EchoStar Communications Corp. includes DVR technology provided by Microsoft Corp.'s WebTV Networks on its "DishPlayer" receiver. Although the product has not been agressively advertised, EchoStar spokesman Marc Lumpkin said more than 150,000 DishPlayer receivers have been sold since its launch about a year ago.

Next month, EchoStar plans to introduce new receivers with DVR technology "through a system of our own" rather than through WebTV, Lumpkin said. The company is reluctant to continue to share recurring revenues for its DVR services, chairman Charlie Ergen said in a recent earnings call.

In addition to pressures from ReplayTV's provider partners, changes in technology companies' access to the capital market also influenced the company's decision to adjust its business model. In its old model, ReplayTV helped to subsidize every set-top box it shipped and also marketed its brand directly to consumers.

Under the new model, Shannon said, ReplayTV's partners pay the company a licensing fee and do their own consumer marketing.

"That cuts our cash requirements down by a factor of five," Shannon said, "and accelerates our path to profitability.

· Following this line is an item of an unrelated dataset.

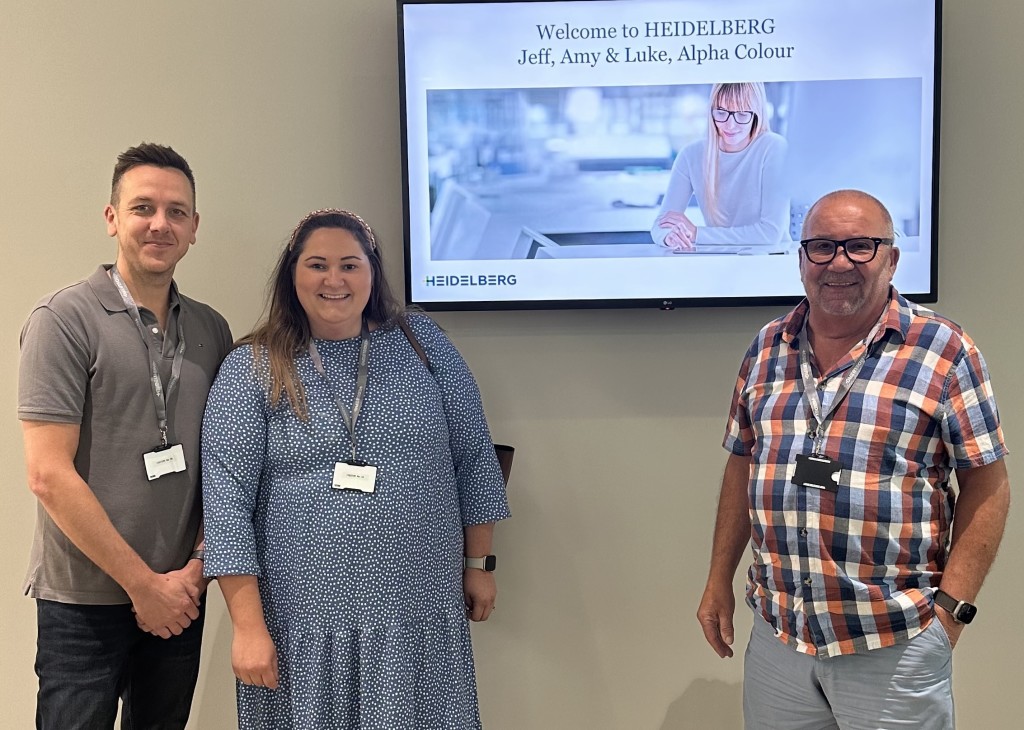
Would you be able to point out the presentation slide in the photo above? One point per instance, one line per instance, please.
(630, 153)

That is what investors are looking for today."

Shannon denied speculation that ReplayTV is setting itself up to be sold. "We are definitely building the business to be an ongoing, sustainable company," he said.

In the long term, the company will likely go public, Shannon said, noting that ReplayTV had filed papers for an initial public offering early this year, but pulled back those plans in April due to changes in the market.

EchoStar Communications Corp. spokesman Marc Lumpkin would not comment on rumors that EchoStar plans to make a bid for ReplayTV. He confirmed that EchoStar made a small investment in ReplayTV earlier this year.

ReplayTV will continue to operate the service for the estimated 30,000 customers that bought stand-alone set-top boxes. In addition, Shannon said, set-top box vendor Panasonic Consumer Electronics will continue to manufacture and sell its ReplayTV boxes through retail.

At the end of the third quarter, TiVo had about 73,000 subscribers.